La recrudescence des conflits et la faim touchent particulièrement les populations les plus vulnérables

Au Karamoja, après une décennie de paix relative, les conflits entre différents groupes ethniques ont refait surface ces dernières années. Ils s’ajoutent à un cocktail déjà explosif de pauvreté, de corruption, de violence politique et de changement climatique. Ces situations de conflits ethniques ne se limitent pas au vol organisé de bétail, mais des villages entiers font l’objet de pillages impitoyables. Les communautés d’éleveurs les plus vulnérables ne perdent pas uniquement leur bétail et tout ce qu’elles possèdent à cause de cette violence permanente, de nombreuses vies humaines sont elles aussi perdues.

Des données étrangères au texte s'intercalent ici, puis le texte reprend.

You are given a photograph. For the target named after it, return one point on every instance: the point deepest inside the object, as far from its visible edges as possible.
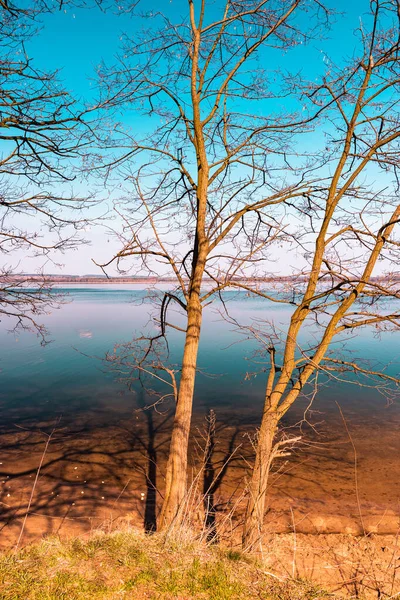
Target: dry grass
(130, 565)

Ngorok Angolekori a perdu sa fille et sa petite-fille, toutes deux mortes de faim. Elle doit subvenir seule aux besoins de ses deux petits-enfants. ©Tim Dirven

Du fait de cette grande insécurité, les risques sont devenus trop importants pour les éleveurs transhumants. Ils sont dès lors de plus en plus souvent contraints de renoncer à leur mode de vie semi-nomade traditionnel, pourtant parfaitement adapté à leur environnement, pour se lancer bon gré mal gré dans l’agriculture. La sécheresse extrême et les invasions de chenilles légionnaires ont entraîné des pertes massives de récoltes. La population ne sait plus quoi faire.

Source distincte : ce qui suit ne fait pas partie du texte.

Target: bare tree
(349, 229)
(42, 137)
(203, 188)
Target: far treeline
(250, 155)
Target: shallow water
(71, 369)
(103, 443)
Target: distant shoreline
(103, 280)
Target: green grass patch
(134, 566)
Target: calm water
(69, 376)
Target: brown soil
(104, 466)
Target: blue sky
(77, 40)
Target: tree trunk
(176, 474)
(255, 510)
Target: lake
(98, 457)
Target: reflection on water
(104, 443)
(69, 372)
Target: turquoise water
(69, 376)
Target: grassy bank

« J’ai toujours élevé des poules, mais elles m’ont toutes été volées », témoigne Ngorok Angolekori. « Comme en plus, cette année, les récoltes ont été mauvaises et les stocks de céréales sont épuisés, il est devenu très difficile de trouver suffisamment de nourriture. Ma fille est morte de faim, peu après la naissance de son troisième enfant. En juin 2022, le bébé de trois mois est décédé lui aussi. Si on ne nous avait pas volé toutes les chèvres et toutes les vaches du village, on aurait pu garder le nouveau-né en vie en lui donnant du lait », nous explique-t-elle en désignant la petite tombe à quelques mètres de sa hutte.

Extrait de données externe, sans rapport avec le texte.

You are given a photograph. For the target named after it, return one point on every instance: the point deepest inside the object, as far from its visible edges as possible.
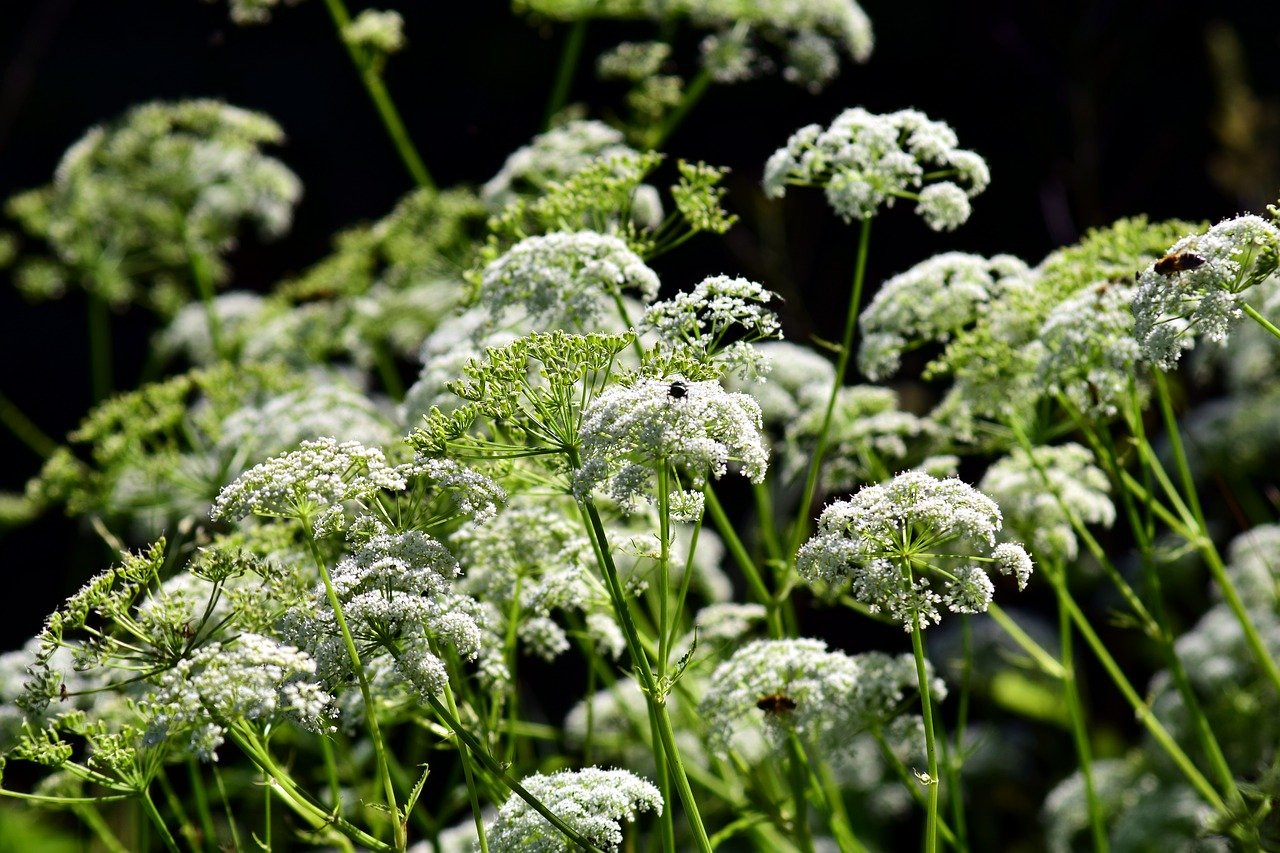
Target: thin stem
(931, 826)
(154, 813)
(497, 771)
(656, 698)
(1215, 562)
(99, 346)
(1261, 320)
(383, 101)
(565, 71)
(365, 692)
(1079, 726)
(846, 347)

Sécurité alimentaire volée

Sur le bord de la route, des familles vulnérables contraintes d’abandonner leur vie d’éleveurs vendent du charbon de bois. ©Tim Dirven

Les chiffres sont dramatiques et parlent d’eux-mêmes. Plus de 2 000 personnes sont mortes de faim entre juin et septembre 2022, et 41 % de la population locale (518 000 personnes) font face à de graves pénuries alimentaires. Une situation qui ne risque que d’empirer à l’approche des derniers mois de la saison sèche, avec des stocks alimentaires qui s’amenuisent rapidement. Comme solution de dernier ressort, de nombreuses victimes se mettent à couper du bois pour le vendre, brut ou sous forme de charbon de bois. Le conflit au Karamoja laisse ainsi des traces visibles sur la population et sur son environnement de plus en plus aride.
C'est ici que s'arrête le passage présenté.